La Vida de un Trillonario - Capítulo 369
- Inicio
- Todas las novelas
- La Vida de un Trillonario
- Capítulo 369 - 369 Capítulo 257 Ferrari y el Coche Deportivo Dorado
Tamaño de Fuente
Tipo de Fuente
Color de Fondo
369: Capítulo 257: Ferrari y el Coche Deportivo Dorado 369: Capítulo 257: Ferrari y el Coche Deportivo Dorado —Señor Chu, el Príncipe Ben Hesed de Dubái le envió este deportivo de oro en un avión chárter ayer —dijo el asistente—.
¡El Príncipe Ben Hesed espera que su amistad con el Señor Chu dure para siempre!
El cielo sobre Ciudad Mágica era de un azul brillante a finales de octubre, despejado de rascacielos cuando se miraba desde la opulenta Villa Número Uno, Mansión del Emperador.
¡Daba una sensación de absoluta transparencia al estado de ánimo!
Chu Mo acababa de concluir su viaje de dos días a Ciudad Capital y acababa de regresar a Ciudad Mágica esa tarde.
Apenas había recuperado el aliento cuando vio el deportivo de oro, hecho enteramente de oro, aparcado frente a Villa Número Uno.
Este coche era el deportivo más fuerte y más caro jamás creado por el Príncipe de Dubái; el deportivo de oro, nacido en 2009, ha estado desde entonces en lo más alto de los rankings de coches de lujo del mundo.
Ha sido aclamado como el más fuerte y caro de todos los coches de lujo, sin que ninguno lo haya superado hasta la fecha.
Durante su último encuentro en el Club Shuimu Nianhua, el príncipe heredero de Dubái, Ben Hesed, había prometido que si Chu Mo invertía en Dubái, ¡le regalaría su amado deportivo de oro como presente!
Hace unos días, la gira de inspección de Zhan Bingxue por Dubái había concluido, y del mismo modo, tras el viaje, la primera instalación de veinte mil millones de RMB había ingresado oficialmente a la industria turística de Dubái con el fuerte apoyo del Príncipe Ben Hesed.
Chu Mo había prometido que si la primera inversión de veinte mil millones de RMB no tenía problemas, entonces, después de un año, se invertiría una segunda cuota de cien mil millones de RMB en Dubái, ¡haciendo una contribución significativa a su desarrollo!

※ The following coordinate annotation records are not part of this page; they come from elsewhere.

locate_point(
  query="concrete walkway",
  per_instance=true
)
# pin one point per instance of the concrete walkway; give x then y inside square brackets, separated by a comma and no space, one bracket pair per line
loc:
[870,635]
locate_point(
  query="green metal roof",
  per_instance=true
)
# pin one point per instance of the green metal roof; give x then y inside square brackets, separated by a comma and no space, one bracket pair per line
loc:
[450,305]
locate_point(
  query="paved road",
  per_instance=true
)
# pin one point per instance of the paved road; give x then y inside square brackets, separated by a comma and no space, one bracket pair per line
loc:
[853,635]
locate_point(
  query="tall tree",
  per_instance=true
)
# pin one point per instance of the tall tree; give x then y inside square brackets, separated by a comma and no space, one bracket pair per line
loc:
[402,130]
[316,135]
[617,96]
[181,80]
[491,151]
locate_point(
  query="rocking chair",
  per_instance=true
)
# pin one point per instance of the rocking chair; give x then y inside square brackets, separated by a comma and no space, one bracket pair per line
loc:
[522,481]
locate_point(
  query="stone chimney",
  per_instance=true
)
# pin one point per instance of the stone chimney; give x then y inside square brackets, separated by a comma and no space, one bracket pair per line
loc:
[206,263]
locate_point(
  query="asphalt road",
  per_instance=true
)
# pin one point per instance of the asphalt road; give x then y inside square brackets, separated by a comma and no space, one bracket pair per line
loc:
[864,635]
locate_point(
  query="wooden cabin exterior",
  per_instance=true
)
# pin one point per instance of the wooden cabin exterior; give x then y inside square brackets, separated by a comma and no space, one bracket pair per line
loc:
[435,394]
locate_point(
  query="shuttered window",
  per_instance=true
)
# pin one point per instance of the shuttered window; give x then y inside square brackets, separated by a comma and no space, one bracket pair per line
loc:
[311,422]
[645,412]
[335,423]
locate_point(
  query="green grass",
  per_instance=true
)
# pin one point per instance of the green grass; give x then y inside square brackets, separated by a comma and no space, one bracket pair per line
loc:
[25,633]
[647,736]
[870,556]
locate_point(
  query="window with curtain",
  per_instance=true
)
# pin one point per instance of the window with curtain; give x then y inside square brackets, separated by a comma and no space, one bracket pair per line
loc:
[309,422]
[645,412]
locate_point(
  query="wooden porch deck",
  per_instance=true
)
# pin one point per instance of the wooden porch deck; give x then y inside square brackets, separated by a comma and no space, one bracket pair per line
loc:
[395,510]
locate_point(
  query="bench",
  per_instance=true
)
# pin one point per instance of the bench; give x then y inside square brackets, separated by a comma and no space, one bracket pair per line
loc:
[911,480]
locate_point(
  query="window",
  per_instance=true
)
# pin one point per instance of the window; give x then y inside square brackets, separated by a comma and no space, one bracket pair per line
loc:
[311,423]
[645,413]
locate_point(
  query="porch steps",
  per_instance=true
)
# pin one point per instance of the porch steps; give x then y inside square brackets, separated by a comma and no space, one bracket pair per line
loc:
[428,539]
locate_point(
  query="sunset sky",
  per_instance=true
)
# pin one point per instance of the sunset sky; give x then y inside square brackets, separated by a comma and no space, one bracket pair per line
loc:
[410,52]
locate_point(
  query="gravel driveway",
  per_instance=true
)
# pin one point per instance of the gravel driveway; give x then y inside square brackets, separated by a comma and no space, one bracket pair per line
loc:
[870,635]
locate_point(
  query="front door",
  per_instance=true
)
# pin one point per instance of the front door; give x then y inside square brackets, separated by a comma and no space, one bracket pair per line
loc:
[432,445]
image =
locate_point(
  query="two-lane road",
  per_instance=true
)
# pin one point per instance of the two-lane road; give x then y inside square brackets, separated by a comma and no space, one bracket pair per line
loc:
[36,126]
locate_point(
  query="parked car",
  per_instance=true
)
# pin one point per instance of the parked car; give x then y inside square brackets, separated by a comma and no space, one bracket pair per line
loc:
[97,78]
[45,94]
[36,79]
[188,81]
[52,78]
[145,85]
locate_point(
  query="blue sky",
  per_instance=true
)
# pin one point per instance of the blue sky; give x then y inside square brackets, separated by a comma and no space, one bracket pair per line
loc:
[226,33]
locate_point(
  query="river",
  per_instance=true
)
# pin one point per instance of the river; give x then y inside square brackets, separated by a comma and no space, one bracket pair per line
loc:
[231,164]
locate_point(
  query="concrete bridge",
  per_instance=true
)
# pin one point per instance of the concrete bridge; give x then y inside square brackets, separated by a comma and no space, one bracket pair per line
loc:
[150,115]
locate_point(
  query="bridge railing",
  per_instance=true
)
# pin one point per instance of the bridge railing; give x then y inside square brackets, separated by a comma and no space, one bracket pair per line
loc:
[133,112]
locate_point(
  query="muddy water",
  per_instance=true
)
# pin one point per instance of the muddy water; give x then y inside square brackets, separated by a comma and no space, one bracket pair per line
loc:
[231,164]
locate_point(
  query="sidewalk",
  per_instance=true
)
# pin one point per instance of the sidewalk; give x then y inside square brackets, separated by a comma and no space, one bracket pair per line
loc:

Por supuesto, una buena acción merece otra; el enorme capital de Chu Mo ayudó al rápido desarrollo de Dubái y, como muestra de gratitud, el Príncipe Ben Hesed cumplió su palabra y envió su deportivo de oro favorito a Chu Mo, para conmemorar su amistad.
Valorado en 2.85 mil millones de RMB, el deportivo de oro es conocido como el coche más caro del mundo.
Cuenta con un motor de ocho cilindros con 1000 caballos de fuerza, una velocidad máxima de 120 kilómetros por hora, pero esencialmente no está pensado para la carretera porque consumiría 50 gramos de oro cada 100 kilómetros.
Recién llegado de Ciudad Capital, el cansado Chu Mo bajó de su Rolls Royce Phantom.
El mayordomo Danny lo recibió de inmediato con todas las sirvientas de la mansión, incluyendo a Tina, que había estado estudiando japonés, y sus dos sirvientas personales, sumando un total de doce sirvientas de pie en dos líneas ordenadas, haciendo una reverencia al unísono.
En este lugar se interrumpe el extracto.